Abstract

AbstractMeeting customer time requirements poses a major challenge in the context of high‐variety make‐to‐order companies. Companies need to reduce the lead time and process urgent jobs in time, while realising high delivery reliability. The key decision stages within Workload Control (WLC) are order release and shop floor dispatching. To the best of our knowledge, recent research has mainly focused on order release stage and inadvertently ignored shop floor dispatching stage. Meanwhile, urgency of job is not only related to its due date, but also affected by the dynamics of shop floor. Specifically, urgency of jobs may decrease at downstream operations in the job's routing, since priority dispatching for urgent jobs accelerates production speed at the upstream operations. And occupying production resources increases the waiting time of non‐urgent jobs at workstation.
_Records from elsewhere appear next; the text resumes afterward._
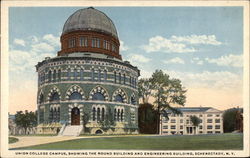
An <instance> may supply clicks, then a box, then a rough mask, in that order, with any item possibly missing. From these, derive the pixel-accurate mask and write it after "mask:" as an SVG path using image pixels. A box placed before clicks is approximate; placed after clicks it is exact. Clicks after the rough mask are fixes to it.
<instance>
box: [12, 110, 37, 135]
mask: <svg viewBox="0 0 250 158" xmlns="http://www.w3.org/2000/svg"><path fill="white" fill-rule="evenodd" d="M15 123H16V125H17V126H18V127H21V128H24V133H25V134H26V133H27V129H28V128H32V127H35V126H36V125H37V113H36V112H32V111H30V112H28V110H25V113H23V111H17V113H16V114H15Z"/></svg>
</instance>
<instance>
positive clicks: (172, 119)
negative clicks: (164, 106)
mask: <svg viewBox="0 0 250 158" xmlns="http://www.w3.org/2000/svg"><path fill="white" fill-rule="evenodd" d="M177 109H178V110H179V111H180V112H181V114H179V115H177V114H173V113H172V112H171V111H167V113H169V115H168V116H169V119H167V118H166V117H163V116H161V121H160V134H161V135H174V134H181V135H195V134H213V133H223V116H222V113H223V112H222V111H219V110H217V109H214V108H211V107H185V108H177ZM190 116H197V117H198V118H199V119H200V121H201V122H200V124H199V125H198V126H197V127H196V126H194V125H193V123H192V121H191V119H190Z"/></svg>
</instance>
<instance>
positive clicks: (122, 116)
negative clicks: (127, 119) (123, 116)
mask: <svg viewBox="0 0 250 158" xmlns="http://www.w3.org/2000/svg"><path fill="white" fill-rule="evenodd" d="M121 122H123V109H122V110H121Z"/></svg>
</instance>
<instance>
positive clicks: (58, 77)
mask: <svg viewBox="0 0 250 158" xmlns="http://www.w3.org/2000/svg"><path fill="white" fill-rule="evenodd" d="M58 81H61V70H58Z"/></svg>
This phenomenon leads to the change of urgency of jobs. Misjudgement of urgent jobs therefore may result in actual urgent jobs not being processed in time. In response, the authors focus on shop floor dispatching stage and consider the transient status of urgent operations in the context of WLC. The urgency of jobs is rejudged at the input buffer of each workstation, which is firstly defined as urgent operations and non‐urgent operations. Using simulation, the results show that considering the transient status of urgent operations contributes to speeding up production for actual urgent jobs and meeting delivery performance both in General Flow Shop and Pure Job Shop. In addition, percentage tardy performance is greatly affected by norm levels, especially at the severe urgent level. These have important implications on how urgent operations should be designed and how norm level should be set at shop floor dispatching stage.